To see the vocabulary of genocide casually used by Hopkins in her Sun column has disgusted many, but it does not come out of nowhere. The “debate” around immigration is rarely a debate at all; it has become a void which people fill with more and more extreme and disconnected statements.

Those who preach “honesty” – Nigel Farage staring down the camera, telling us that we at home are thinking what he is thinking, that unlike other politicians he will “tell it as it is” – are lying. The far right’s fantasy of pulling up the drawbridge to stop this great flow of desperate humanity in transit is just that: a fantasy. The politician who promises control of all borders, and pledges to further strengthen that control by withdrawing further from Europe, is selling a simplistic idea. This idea is now indeed itself Europe-wide, as the toxic language around immigration has moved from the margin into the mainstream.

Only recently has this been challenged properly. As we have veered rightwards, pulled there often by out-and-out racists, the only stance seen as vote-winning is to be ever more “tough” on immigrants. We now have a situation where there are good immigrants and bad ones. Good ones work in the NHS, or go back to Poland. The bad ones are a jumble of refugees, asylum seekers, rogue eastern Europeans, criminals of all descriptions and, oh … boat loads of men, women and children who haven’t even got here yet.

This indistinguishable mass are to be feared as they flee all kinds of horror, now through the failed state that is Libya. They are both far away, and ever closer. Many drown anonymously.
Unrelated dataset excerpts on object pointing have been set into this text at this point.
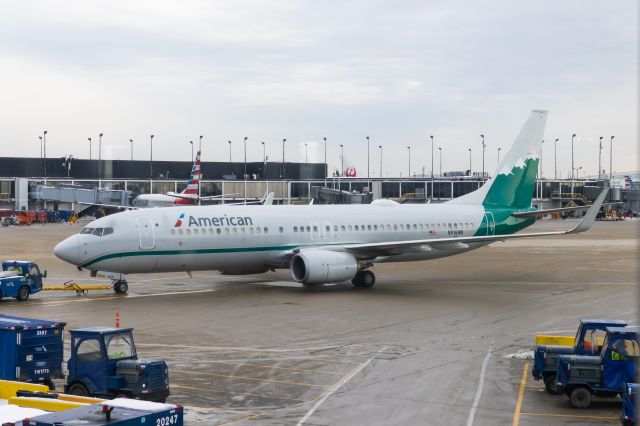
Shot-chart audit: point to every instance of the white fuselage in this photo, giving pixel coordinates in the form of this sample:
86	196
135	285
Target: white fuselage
246	239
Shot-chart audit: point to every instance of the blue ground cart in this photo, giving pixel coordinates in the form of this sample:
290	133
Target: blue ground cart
32	349
19	279
104	363
102	415
582	376
588	341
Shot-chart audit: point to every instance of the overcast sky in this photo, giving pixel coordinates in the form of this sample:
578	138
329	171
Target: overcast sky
396	71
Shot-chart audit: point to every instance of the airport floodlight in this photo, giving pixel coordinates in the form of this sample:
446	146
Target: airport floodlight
431	136
610	158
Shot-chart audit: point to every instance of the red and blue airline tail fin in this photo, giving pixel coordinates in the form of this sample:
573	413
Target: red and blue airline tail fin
192	189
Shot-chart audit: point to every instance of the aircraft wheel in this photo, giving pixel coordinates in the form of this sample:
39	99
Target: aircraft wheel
78	389
121	287
364	279
580	397
23	293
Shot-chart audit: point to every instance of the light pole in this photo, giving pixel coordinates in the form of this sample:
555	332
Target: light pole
44	152
245	164
572	166
151	158
555	158
600	158
264	160
368	181
100	155
483	147
245	169
100	147
610	159
541	172
325	162
283	168
431	156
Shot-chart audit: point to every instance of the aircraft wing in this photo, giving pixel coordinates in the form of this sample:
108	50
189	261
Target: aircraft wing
372	250
549	211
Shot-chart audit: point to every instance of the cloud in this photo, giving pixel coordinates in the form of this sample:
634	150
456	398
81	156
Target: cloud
396	72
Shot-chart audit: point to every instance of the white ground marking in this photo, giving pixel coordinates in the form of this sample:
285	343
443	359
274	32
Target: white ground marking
474	406
245	348
337	386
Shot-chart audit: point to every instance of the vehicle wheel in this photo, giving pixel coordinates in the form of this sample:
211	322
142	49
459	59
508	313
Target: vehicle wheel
580	397
48	383
78	389
364	279
121	287
551	385
23	293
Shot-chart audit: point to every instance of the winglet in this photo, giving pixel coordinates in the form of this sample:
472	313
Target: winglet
589	218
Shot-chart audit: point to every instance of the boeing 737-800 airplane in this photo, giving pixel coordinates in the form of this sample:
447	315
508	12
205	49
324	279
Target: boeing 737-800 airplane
319	243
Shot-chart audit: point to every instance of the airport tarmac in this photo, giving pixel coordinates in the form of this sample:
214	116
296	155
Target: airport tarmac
429	344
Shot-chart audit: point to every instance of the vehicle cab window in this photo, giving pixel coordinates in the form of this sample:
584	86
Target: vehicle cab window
119	345
89	350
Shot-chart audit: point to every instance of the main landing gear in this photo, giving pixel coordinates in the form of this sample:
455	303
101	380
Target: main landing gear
120	286
364	279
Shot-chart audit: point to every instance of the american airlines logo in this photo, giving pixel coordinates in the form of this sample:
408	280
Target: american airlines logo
179	221
214	221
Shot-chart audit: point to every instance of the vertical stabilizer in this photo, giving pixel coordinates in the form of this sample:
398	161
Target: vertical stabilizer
513	183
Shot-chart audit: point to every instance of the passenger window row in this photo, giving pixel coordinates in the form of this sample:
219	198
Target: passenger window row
97	231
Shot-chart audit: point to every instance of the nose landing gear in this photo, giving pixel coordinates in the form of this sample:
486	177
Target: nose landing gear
120	286
364	279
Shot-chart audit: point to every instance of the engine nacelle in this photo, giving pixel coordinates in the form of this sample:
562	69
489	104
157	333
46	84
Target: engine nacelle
323	266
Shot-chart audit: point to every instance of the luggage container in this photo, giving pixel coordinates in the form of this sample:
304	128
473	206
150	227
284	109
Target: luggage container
32	350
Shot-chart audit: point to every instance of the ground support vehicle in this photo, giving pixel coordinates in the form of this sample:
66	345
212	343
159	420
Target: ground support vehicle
32	350
104	363
20	279
581	376
588	341
119	412
629	411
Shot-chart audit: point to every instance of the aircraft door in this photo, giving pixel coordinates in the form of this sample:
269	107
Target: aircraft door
490	223
145	230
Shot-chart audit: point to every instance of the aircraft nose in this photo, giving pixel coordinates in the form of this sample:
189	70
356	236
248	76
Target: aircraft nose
67	250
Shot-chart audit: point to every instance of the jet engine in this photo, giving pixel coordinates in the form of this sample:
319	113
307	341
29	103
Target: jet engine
323	266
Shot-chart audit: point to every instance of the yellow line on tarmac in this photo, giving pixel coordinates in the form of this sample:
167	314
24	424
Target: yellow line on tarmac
523	384
572	416
254	379
235	393
93	299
Their stories on the whole do not interest us, as they are too complex. Too many countries are involved, too much conflict, too many journeys push them out to sea. When Mare Nostrum, Italy’s search and rescue operation, was stood down last October, to be replaced by a much smaller EU operation, it was predicted that many more people would die. But our connection to these people is tenuous. We feel we have no responsibility to them, still less understanding of who they are. They are simply “other”.
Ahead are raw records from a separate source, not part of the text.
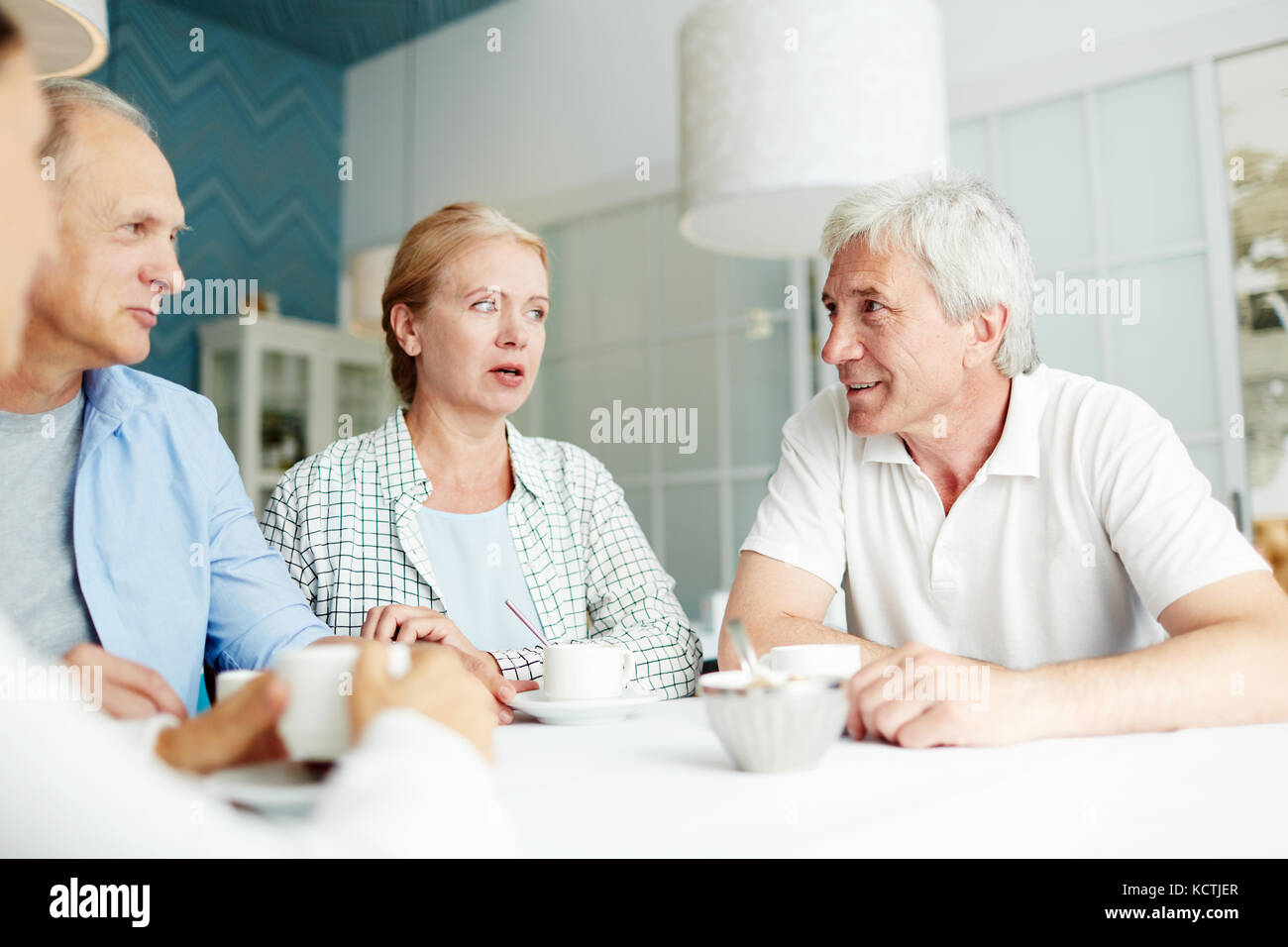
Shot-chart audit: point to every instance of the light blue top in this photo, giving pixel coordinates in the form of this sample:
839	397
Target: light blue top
478	569
171	562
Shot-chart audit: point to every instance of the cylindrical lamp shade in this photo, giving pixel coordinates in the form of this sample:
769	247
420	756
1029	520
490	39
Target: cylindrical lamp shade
787	106
67	38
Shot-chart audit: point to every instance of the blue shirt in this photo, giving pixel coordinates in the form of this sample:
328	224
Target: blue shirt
478	566
171	562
The discourse of the BNP, the EDL, and now Ukip – which, whatever it says, attracts out-and-out racists – has contaminated public life. Far from saying what cannot be said in some courageous manner, these groups channel hatred towards some of the most persecuted people on the planet. If someone who was fleeing from a place where they had witnessed mass beheadings were drowning right in front of us, I don’t think most British people would turn away. But if it is now acceptable to want to shoot them before they drown, or to think of them as insects, maybe I am overestimating our common decency.
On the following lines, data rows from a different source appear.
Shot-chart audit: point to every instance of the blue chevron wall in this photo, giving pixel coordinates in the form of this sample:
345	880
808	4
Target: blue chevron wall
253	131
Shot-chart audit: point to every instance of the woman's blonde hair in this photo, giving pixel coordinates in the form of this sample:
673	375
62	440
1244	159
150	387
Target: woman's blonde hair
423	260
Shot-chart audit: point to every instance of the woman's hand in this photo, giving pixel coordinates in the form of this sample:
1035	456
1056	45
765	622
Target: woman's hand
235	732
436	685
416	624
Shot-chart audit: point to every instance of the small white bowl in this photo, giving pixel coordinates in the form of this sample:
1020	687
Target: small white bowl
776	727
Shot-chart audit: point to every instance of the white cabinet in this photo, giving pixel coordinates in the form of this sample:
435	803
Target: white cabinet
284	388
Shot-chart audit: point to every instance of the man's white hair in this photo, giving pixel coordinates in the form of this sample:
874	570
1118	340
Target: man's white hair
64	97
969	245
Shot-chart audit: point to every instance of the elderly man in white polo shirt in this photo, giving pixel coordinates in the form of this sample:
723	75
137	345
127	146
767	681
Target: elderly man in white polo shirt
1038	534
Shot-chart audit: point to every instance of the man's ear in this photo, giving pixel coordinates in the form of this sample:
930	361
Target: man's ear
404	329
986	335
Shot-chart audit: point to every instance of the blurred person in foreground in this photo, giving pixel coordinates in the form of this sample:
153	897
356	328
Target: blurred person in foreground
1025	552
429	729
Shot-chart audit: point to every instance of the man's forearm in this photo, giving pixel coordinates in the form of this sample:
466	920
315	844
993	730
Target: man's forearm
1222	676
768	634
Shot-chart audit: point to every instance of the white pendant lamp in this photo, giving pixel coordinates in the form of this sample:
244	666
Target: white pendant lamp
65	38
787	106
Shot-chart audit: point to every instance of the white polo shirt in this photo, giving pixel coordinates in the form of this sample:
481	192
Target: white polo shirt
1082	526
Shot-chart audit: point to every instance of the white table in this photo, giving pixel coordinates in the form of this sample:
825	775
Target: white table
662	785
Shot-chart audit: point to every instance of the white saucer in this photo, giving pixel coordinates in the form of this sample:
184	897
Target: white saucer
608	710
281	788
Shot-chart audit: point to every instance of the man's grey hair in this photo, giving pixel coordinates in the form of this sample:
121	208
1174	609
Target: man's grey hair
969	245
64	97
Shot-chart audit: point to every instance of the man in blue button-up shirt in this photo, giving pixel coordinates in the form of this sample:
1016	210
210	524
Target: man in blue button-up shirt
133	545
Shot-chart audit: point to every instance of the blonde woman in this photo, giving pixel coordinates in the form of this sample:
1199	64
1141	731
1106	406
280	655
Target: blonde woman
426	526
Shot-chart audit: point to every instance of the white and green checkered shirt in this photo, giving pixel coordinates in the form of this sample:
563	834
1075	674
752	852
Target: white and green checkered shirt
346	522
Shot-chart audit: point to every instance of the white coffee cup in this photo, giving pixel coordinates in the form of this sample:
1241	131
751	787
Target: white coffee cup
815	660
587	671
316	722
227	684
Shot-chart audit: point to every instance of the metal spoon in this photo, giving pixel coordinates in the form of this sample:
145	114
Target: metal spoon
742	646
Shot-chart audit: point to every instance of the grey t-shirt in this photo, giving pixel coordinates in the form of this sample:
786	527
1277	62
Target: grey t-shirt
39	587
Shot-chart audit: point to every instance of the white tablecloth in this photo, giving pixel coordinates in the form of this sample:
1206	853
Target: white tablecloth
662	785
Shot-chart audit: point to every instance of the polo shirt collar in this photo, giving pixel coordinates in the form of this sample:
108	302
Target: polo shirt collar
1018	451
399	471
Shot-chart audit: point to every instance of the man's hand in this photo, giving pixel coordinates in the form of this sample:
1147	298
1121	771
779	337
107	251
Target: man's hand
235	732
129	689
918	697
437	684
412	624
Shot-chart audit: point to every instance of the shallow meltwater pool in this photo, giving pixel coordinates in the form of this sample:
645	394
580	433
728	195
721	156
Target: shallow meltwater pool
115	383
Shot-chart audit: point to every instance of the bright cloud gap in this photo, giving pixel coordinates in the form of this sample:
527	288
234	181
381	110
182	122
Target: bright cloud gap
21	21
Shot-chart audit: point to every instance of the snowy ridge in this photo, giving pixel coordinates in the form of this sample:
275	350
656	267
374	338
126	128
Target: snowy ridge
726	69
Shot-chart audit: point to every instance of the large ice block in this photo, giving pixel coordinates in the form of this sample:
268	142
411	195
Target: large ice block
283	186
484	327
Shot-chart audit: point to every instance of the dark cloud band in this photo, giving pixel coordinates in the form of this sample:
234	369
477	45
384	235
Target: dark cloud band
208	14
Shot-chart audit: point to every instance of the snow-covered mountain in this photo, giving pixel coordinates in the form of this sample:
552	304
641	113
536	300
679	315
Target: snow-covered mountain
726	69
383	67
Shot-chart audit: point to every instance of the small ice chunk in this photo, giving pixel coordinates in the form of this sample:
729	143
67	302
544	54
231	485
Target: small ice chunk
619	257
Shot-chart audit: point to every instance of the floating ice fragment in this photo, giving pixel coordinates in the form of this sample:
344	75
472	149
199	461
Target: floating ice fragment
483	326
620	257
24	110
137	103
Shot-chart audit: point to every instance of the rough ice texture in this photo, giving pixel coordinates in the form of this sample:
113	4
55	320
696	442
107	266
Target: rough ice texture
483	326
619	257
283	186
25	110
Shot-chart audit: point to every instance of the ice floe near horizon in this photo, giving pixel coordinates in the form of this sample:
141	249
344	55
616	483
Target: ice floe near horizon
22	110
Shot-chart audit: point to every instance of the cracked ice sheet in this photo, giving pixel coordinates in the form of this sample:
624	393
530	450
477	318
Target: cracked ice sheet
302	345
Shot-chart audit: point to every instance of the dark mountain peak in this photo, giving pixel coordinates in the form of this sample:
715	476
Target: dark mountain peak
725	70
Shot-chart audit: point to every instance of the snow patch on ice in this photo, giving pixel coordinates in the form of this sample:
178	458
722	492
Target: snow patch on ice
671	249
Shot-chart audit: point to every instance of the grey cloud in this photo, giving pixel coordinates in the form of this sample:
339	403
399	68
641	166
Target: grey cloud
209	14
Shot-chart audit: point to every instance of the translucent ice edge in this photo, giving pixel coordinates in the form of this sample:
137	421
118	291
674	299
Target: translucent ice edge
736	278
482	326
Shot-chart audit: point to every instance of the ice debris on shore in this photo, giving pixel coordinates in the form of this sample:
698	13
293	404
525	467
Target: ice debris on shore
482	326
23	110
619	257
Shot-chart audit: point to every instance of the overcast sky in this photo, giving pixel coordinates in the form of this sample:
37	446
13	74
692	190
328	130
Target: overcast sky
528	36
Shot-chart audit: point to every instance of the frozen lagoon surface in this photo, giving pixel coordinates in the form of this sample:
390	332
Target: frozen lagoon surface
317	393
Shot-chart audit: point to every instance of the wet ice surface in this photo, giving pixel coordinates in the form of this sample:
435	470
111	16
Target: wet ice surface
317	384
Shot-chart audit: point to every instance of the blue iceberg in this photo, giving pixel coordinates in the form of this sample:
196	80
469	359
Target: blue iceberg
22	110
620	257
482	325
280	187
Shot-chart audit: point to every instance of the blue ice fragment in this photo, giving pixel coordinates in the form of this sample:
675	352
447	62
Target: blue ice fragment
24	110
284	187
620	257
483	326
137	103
If we are encouraged to project all the problems we face around education, housing, employment and health on to one group of people, our lives are made easier and their deaths more likely. The fact that it’s not true, that immigrants are not the source of our problems, no longer matters. The “tell it as it is” crowd don’t tell it as it is at all. They are cowards. Our political class, both Tory and Labour, has been pulled so far right that it cannot, and will not, tell the complicated truth about the consequences of conflict, about a globalised economy, about our interconnected world, a world that we cannot simply step off, or stop.

The truth is that migration is not a temporary crisis but a permanent one, that we chose to withdraw from rescuing these people so more of them will die. How did we end up in this moral vacuum where we lose any sense of connection to other human beings? It’s fairly easy: people who aren’t human beings don’t need any rights, or any sympathy, so we dehumanise them via language both political and personal. We talk of them as disease, contagion, a virus. They are not us. They cannot become us.

We then say repeatedly that we are saying the unsayable, when the unsayable is now the bread and butter of populist media. Funny how these free-speech warriors only ever pick on those already worse off than them in every conceivable way – and now we see the logical conclusion of legitimising hate. Their rictus grins as they feast on actual corpses.